A frase de Goethe atravessa a experiência humana com uma simplicidade que desarma. Conhecimento e amor, que a filosofia e a ciência tantas vezes colocaram em campos opostos, aparecem aqui como inseparáveis. O amor, nesse contexto, não é apenas um afeto, mas uma abertura radical ao outro e ao mundo. É por meio dessa abertura que algo se torna conhecido, não porque é capturado pela lógica, mas porque é habitado pela sensibilidade. Quando pensamos essa ideia pela lente da psicanálise, particularmente na perspectiva de Sándor Ferenczi, o amor emerge como um elemento estruturante, uma força capaz de engendrar não apenas vínculos, mas também conhecimento e transformação.
Ferenczi, em sua clínica e em sua obra, insistia em algo revolucionário: o analista não é um observador neutro, mas um participante sensível, implicado no campo afetivo que se cria na relação com o paciente. Para ele, o amor — entendido não no sentido romântico, mas como cuidado, empatia e disposição para compreender o sofrimento do outro — era o que tornava possível o acesso às profundezas da psique. O amor, aqui, é a condição do conhecer. Sem ele, o sujeito permanece como um enigma inacessível, protegido por defesas construídas ao longo de uma vida inteira de feridas e perdas.
Pensemos, por exemplo, na ideia de confusão de línguas, uma das contribuições mais significativas de Ferenczi. Ele descreve o trauma como um rompimento na comunicação, onde a linguagem do desejo e do cuidado é substituída pela violência ou pela indiferença. Nesses momentos, o amor — enquanto força organizadora — é desviado de seu curso natural, e o sujeito é condenado a viver em um estado de não saber, de não se conhecer, porque não houve um outro que o amasse o suficiente para traduzir sua experiência. Conhecer-se e ser conhecido, para Ferenczi, dependem dessa tradução amorosa, dessa ponte que só pode ser construída pela presença empática de outro ser humano.

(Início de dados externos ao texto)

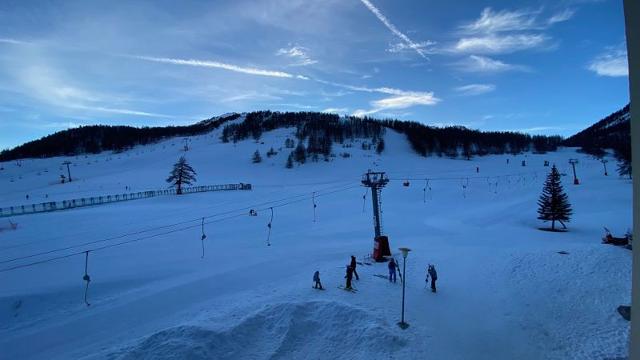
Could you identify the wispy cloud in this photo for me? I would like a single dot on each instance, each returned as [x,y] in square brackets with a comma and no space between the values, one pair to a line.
[475,89]
[613,63]
[417,47]
[299,54]
[12,41]
[336,110]
[50,87]
[562,16]
[219,65]
[498,21]
[505,31]
[424,46]
[250,95]
[537,129]
[296,106]
[476,63]
[403,100]
[493,44]
[117,111]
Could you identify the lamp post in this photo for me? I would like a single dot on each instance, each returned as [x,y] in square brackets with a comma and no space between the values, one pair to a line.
[68,171]
[604,162]
[405,251]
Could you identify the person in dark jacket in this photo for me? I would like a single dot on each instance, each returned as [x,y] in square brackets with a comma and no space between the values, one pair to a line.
[353,266]
[433,274]
[316,280]
[392,270]
[349,276]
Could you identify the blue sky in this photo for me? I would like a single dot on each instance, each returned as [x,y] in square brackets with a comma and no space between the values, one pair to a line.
[550,67]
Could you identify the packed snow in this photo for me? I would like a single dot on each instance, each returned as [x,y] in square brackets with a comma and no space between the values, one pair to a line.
[504,290]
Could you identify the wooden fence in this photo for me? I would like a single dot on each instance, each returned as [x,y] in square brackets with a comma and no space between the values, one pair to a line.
[99,200]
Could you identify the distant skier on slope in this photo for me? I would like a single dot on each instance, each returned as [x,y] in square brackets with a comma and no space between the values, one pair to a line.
[392,270]
[349,276]
[431,273]
[316,279]
[353,266]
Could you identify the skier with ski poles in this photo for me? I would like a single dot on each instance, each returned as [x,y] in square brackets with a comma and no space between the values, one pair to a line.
[316,280]
[392,270]
[349,276]
[398,269]
[431,272]
[353,266]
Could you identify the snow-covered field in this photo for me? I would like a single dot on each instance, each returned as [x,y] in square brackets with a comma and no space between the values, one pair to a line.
[504,291]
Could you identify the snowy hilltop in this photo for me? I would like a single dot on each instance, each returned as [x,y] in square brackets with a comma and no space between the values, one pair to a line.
[229,274]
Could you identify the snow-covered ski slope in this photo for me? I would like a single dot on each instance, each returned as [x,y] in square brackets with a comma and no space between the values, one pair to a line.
[504,292]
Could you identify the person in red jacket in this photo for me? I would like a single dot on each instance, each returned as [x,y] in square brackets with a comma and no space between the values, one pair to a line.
[353,266]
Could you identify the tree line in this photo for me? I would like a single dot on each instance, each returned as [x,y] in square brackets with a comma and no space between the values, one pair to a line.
[317,132]
[612,132]
[96,138]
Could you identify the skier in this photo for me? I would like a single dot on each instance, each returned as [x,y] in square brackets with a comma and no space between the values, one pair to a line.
[349,276]
[316,280]
[392,270]
[431,272]
[353,266]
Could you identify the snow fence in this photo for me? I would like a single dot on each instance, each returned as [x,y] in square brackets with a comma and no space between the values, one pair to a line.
[99,200]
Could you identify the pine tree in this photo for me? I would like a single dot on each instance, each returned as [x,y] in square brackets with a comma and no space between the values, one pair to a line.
[300,153]
[256,157]
[181,174]
[380,146]
[289,161]
[554,203]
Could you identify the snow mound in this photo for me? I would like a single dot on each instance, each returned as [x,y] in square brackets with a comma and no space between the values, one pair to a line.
[311,330]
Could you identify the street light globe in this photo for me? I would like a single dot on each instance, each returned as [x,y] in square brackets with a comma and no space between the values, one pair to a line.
[404,251]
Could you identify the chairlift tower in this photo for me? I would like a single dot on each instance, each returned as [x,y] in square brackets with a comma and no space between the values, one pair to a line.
[68,170]
[573,163]
[376,181]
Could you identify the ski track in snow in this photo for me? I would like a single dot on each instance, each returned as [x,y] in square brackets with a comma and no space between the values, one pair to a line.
[504,292]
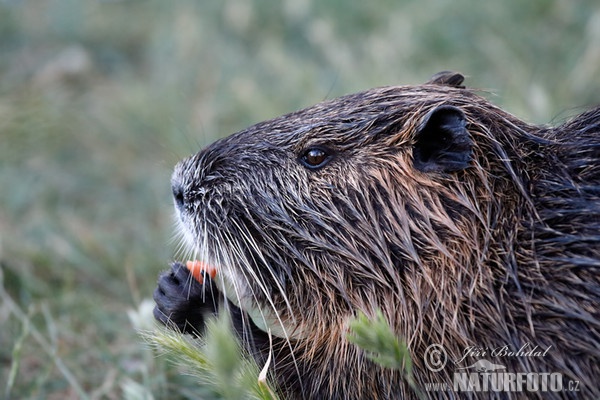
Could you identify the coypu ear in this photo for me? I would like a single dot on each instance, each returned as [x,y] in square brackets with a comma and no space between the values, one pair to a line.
[443,142]
[447,78]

Se expandirmos essa ideia, podemos dizer que todo conhecimento verdadeiro é atravessado pelo amor, porque conhecer implica um ato de despojamento, de abrir-se ao desconhecido sem a pretensão de dominá-lo. O amor nos ensina a suportar a alteridade, a encarar aquilo que não compreendemos sem destruí-lo, sem reduzi-lo a categorias que nos tranquilizem. É por isso que a relação analítica, quando bem-sucedida, se torna um lugar de renascimento. Não porque o analista ensine algo ao paciente, mas porque, ao amá-lo em sua singularidade, cria as condições para que ele se reconheça.
Esse amor, no entanto, não é sem conflito. Ferenczi sabia que o amor terapêutico é também uma luta contra os fantasmas internos, contra as resistências e os ressentimentos que ambos, analista e paciente, trazem para o encontro. Ele não é um estado idealizado, mas um processo dinâmico, cheio de falhas e reparações. E é justamente nessas falhas que reside sua potência. O amor que conhece é aquele que suporta o imperfeito, que insiste no vínculo mesmo diante da ruptura.
Se voltarmos à frase de Goethe, talvez possamos entendê-la como uma provocação ética e existencial. Nada conhecemos afora aquilo que amamos porque o amor é o único modo de sair de nós mesmos, de habitar o mundo do outro sem colonizá-lo. Ferenczi, ao propor uma psicanálise fundada no cuidado e na reciprocidade, nos lembra que conhecer é sempre um ato de vulnerabilidade. E, nessa vulnerabilidade, reside a possibilidade de um encontro que transforma.